Слез моих как не бывало, но зато возникла потребность посетить туалет.
— Почему это? — испуганно воскликнула я не своим голосом.
— Подумай, может, и догадаешься, — расплывчато ответил мне Коля.
Я подумала, но не догадалась, зато осознала бесперспективность своего существования и снова начала падать в обморок. Коля вовремя меня подхватил и подтащил к вентилятору. Я пришла в себя и спросила:
— Что мне делать?
— Во-первых, во всем меня слушаться, — загнул он указательный палец. — Во-вторых, под нашей охраной отправиться домой…

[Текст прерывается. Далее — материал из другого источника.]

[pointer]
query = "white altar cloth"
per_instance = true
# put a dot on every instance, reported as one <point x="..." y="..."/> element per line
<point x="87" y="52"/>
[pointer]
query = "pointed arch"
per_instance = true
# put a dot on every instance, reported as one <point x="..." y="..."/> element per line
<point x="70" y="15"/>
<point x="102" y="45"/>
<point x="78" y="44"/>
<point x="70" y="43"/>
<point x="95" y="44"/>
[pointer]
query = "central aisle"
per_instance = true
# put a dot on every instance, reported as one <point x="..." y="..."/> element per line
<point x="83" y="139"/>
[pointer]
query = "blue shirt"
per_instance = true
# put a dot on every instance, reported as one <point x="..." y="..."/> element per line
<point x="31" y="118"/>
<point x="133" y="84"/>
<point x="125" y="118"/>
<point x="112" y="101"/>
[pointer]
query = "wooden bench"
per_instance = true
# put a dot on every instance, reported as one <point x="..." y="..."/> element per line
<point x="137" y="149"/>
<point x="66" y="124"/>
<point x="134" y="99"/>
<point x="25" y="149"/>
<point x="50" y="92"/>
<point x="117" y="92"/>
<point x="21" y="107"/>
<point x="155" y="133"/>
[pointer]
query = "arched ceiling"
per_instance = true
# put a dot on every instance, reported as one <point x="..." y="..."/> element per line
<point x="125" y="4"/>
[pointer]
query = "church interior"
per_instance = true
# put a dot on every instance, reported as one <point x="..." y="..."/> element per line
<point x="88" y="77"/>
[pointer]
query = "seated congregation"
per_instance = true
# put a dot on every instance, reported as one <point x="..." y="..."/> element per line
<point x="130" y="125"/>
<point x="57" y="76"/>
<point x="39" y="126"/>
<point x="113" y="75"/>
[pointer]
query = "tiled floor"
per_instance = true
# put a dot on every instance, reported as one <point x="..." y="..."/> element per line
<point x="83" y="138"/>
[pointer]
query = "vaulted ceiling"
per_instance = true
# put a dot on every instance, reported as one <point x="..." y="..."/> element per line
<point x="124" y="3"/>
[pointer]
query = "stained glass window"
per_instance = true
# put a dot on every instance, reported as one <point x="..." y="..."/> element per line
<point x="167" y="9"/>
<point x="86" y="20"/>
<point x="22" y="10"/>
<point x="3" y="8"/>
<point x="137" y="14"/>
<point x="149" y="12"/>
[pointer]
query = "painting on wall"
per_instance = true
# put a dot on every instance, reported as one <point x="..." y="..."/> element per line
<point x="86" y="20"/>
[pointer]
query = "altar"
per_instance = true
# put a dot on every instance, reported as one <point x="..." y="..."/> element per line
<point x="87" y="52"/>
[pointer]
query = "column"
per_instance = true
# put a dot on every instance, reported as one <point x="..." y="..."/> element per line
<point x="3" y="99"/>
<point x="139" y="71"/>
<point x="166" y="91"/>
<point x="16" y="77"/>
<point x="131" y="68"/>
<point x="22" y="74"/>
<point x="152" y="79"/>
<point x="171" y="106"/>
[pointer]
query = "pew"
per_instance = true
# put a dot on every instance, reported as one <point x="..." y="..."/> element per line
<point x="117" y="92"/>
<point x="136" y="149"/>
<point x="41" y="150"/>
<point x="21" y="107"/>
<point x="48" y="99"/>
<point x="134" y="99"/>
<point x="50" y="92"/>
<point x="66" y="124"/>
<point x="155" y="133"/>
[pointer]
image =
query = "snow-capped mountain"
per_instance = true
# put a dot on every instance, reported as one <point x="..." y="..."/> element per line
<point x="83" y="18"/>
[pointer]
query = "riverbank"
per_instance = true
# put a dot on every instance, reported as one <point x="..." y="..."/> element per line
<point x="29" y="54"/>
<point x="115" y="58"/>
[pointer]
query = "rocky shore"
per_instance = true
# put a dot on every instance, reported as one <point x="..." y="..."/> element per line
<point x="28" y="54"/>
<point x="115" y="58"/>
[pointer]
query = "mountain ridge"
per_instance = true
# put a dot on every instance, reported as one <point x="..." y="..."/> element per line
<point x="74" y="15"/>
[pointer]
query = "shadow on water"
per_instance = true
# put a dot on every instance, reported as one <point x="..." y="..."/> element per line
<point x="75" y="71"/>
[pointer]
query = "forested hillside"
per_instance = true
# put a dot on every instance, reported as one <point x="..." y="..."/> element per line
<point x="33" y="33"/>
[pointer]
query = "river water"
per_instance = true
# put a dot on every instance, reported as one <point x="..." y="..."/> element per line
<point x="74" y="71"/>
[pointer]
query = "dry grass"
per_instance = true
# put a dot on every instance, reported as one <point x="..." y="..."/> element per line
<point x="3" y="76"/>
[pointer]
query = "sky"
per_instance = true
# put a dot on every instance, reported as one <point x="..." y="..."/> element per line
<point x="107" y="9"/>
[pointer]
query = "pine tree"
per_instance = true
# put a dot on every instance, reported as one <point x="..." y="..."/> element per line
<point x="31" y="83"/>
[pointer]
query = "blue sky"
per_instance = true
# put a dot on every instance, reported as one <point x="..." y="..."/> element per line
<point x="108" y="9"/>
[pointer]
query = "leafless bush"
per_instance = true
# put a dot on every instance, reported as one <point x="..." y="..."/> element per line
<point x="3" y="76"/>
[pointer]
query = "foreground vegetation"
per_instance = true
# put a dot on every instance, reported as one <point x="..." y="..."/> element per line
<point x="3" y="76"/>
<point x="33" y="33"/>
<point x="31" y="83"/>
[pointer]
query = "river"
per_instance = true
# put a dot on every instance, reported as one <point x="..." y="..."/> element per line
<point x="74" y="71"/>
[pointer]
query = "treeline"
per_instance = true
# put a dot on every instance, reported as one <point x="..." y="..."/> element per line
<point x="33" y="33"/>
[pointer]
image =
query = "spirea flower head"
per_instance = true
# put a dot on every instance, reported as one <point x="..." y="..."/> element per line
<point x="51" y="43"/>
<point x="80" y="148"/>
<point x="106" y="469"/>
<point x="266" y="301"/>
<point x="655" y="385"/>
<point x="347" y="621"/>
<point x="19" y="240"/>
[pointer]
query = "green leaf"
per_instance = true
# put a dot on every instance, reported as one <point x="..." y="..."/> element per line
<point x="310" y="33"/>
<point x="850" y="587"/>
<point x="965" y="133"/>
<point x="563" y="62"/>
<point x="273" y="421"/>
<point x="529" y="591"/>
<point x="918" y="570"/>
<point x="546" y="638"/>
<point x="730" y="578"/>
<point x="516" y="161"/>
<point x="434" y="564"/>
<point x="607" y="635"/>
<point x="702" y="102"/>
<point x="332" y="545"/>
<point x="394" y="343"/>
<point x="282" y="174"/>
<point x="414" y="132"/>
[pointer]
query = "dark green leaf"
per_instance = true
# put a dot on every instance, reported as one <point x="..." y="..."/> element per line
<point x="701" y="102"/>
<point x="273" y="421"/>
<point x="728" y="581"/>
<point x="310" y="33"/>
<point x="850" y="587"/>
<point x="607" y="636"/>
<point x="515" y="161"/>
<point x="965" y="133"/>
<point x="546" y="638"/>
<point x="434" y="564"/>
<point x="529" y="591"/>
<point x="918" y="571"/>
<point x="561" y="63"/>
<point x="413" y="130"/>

Этот вариант меня напугал до смерти, а ведь еще недавно я только о нем и мечтала.
— Нет! — завопила я. — Не надо домой!
Коля одобрил протест:
— Правильно, ты не поедешь домой, ты поедешь ко мне. Капочка ждет тебя не дождется.
— Капочка?! — взвизгнула я от неожиданности. — Ты предлагаешь мне поселиться в одной квартире со своей злой и ревнивой Выдрой?
— Ну да.
Я вынуждена была посмотреть правде в глаза и воскликнула:
— Она меня и убьет!
— Это необходимо, — с нежностью убеждал Коля.
— Необходимо меня убить?!
— Необходимо поселиться в моей квартире, — сдержанно пояснил Коля и ошарашил меня вопросом:
— Ты и сейчас настаиваешь, что голограмму тебе не передавали?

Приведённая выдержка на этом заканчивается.